Consummate skill … Richard Ford.
Consummate skill … Richard Ford. Photograph: Karen Robinson/Karen Robinson
If it is true, as Shelley contended, that poets are the unacknowledged legislators of the world, then perhaps novelists are its unacknowledged historians. Certainly many of the mighty ones of the 19th century – George Eliot, Tolstoy, Balzac – wrote as if that was indeed what they considered themselves to be. At the dawn of the 20th century, however, modernism put an end to such grandiloquent notions, in Europe, anyway. However, even if Americans in exile – Ezra Pound, TS Eliot, Gertrude Stein – were some of the movement’s main makers, the great gale of modernism ran out of puff before it reached US shores. As a result, the 19th-century novel is alive and thriving over there on the far side of the Atlantic.

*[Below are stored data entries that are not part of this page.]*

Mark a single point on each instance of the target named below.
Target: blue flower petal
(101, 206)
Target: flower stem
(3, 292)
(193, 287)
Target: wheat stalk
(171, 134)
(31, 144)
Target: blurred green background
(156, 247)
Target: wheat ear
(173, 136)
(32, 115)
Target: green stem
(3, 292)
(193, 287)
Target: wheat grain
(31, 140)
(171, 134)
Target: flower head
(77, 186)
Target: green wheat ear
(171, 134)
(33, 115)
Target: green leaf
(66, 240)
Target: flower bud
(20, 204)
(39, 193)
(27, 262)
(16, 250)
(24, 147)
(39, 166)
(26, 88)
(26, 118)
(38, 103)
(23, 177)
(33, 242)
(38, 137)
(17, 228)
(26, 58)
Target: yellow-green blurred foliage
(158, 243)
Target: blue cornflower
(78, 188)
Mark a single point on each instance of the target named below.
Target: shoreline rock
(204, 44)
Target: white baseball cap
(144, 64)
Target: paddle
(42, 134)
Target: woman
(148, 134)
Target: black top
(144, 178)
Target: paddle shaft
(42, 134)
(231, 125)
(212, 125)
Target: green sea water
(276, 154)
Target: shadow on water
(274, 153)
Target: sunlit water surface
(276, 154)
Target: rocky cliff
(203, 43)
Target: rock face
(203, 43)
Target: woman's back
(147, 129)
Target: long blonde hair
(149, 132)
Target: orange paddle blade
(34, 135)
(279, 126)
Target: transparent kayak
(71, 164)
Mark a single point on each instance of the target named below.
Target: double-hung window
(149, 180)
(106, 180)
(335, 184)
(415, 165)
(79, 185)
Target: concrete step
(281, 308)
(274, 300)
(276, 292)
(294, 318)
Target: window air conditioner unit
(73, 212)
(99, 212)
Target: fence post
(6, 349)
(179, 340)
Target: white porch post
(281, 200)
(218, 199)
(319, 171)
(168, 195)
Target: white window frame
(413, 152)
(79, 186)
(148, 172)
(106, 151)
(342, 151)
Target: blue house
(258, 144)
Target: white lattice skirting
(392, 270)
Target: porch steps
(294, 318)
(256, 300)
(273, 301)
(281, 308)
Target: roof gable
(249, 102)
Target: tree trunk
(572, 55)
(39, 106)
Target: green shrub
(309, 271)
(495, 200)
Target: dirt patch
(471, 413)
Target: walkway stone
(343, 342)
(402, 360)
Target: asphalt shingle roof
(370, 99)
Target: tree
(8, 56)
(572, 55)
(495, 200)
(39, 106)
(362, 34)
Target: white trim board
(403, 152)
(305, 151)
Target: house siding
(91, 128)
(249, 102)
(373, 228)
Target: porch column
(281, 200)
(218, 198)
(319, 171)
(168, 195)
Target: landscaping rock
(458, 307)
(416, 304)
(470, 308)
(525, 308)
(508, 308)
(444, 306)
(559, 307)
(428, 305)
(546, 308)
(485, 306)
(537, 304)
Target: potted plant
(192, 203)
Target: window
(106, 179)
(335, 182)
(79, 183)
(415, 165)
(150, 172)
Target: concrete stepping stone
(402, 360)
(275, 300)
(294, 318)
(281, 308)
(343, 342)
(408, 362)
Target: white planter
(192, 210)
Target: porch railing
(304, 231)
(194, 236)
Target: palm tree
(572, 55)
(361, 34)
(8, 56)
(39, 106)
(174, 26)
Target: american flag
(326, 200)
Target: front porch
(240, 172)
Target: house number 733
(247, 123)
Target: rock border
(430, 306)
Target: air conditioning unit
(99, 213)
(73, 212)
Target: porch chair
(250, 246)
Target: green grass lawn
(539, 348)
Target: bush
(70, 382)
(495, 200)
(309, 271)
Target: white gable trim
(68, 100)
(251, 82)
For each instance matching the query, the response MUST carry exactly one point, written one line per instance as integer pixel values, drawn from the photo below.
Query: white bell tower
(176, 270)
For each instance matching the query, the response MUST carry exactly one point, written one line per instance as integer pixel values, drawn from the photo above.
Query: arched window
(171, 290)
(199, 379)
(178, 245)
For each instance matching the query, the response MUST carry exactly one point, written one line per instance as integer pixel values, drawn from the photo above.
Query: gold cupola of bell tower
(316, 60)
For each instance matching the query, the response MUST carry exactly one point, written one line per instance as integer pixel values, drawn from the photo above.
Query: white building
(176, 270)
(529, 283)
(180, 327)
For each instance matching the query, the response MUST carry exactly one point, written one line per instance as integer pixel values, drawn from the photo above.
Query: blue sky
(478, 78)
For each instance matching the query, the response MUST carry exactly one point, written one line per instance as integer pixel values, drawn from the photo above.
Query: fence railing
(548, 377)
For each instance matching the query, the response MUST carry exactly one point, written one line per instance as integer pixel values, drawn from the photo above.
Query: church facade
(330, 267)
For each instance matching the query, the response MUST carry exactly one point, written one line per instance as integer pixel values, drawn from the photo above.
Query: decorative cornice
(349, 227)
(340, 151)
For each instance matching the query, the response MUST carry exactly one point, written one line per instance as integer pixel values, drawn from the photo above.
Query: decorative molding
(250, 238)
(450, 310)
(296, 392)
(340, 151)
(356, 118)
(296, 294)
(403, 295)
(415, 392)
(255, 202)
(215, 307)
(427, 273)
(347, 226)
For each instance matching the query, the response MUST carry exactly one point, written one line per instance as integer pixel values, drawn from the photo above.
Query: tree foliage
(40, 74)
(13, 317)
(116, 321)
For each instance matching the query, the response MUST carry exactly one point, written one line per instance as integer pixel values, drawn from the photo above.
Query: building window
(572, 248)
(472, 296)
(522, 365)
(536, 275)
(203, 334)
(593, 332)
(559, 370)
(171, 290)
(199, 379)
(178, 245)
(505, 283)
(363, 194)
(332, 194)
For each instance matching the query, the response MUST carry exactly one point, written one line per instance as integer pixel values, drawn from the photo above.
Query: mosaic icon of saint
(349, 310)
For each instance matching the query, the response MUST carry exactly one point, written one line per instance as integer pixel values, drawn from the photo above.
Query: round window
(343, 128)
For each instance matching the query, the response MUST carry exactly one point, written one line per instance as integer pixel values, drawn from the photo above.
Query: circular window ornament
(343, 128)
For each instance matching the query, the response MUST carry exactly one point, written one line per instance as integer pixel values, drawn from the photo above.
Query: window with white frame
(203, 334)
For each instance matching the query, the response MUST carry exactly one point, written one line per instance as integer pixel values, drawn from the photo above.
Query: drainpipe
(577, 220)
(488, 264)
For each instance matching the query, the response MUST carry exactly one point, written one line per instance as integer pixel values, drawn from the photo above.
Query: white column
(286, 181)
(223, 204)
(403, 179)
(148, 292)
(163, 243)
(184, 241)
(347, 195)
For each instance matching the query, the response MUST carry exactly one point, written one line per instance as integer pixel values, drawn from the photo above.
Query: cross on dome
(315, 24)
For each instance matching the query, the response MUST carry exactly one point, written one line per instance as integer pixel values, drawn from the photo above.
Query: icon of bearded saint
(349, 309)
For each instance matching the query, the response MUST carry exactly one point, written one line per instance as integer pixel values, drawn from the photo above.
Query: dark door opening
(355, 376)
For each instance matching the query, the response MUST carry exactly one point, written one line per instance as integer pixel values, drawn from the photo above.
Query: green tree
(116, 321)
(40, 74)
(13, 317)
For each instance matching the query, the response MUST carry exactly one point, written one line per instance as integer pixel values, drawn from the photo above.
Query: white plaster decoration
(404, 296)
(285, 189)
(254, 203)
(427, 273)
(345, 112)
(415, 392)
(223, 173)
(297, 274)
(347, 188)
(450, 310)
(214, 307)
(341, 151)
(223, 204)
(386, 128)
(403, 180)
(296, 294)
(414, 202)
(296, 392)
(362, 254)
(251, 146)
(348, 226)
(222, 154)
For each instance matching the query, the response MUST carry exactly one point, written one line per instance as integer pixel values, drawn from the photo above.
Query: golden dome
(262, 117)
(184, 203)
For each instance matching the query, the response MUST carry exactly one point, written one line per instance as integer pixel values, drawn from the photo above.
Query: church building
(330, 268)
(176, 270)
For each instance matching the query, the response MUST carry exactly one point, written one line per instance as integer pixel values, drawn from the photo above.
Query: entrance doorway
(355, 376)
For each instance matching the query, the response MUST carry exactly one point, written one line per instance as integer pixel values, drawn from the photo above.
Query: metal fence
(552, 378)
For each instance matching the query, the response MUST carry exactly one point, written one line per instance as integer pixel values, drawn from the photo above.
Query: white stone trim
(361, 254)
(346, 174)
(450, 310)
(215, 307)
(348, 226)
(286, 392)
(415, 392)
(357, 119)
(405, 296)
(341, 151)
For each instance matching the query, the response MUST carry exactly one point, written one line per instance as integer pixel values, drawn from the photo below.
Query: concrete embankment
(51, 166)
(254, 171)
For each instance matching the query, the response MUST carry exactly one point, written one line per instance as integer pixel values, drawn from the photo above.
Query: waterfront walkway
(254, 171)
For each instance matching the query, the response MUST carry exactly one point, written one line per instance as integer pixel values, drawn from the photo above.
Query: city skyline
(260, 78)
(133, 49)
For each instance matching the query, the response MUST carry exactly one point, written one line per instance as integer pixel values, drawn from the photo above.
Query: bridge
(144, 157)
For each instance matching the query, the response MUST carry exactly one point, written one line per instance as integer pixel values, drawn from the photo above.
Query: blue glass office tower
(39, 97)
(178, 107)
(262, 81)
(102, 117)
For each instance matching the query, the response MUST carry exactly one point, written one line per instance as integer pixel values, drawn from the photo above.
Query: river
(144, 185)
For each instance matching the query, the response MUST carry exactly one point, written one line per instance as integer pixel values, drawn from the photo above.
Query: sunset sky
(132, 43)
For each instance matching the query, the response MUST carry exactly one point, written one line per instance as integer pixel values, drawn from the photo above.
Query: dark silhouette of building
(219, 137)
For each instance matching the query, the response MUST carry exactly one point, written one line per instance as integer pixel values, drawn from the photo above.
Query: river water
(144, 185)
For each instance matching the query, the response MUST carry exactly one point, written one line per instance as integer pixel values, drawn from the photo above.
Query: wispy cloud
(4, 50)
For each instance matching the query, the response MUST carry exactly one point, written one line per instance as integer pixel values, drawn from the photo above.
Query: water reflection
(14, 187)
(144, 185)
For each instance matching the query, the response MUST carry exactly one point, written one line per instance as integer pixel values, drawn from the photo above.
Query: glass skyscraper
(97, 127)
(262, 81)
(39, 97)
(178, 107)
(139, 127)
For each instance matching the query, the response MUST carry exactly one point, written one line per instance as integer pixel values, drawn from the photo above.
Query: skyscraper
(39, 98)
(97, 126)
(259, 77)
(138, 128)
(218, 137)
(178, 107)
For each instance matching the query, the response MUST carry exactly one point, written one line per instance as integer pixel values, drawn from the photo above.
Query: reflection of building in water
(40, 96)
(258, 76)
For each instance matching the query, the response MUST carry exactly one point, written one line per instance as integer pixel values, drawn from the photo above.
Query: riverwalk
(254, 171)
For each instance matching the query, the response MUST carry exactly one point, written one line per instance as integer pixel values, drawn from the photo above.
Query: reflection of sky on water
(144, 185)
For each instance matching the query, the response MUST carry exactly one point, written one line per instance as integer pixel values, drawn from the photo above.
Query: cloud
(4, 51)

Which is not to say that American novelists are still writing to the European model. As long ago as 1837, in “The American Scholar”, his radical address to the Phi Beta Kappa Society at Cambridge, Massachusetts, Emerson declared: “Our day of dependence, our long apprenticeship to the learning of other lands, draws to a close. The millions, that around us are rushing into life, cannot always be fed on the sere remains of foreign harvests.” That text was nothing less than a second Declaration of Independence, an affirmation that the United States was not an attempt at remaking Europe in the new world, but a new construct the old world could not have dreamed possible.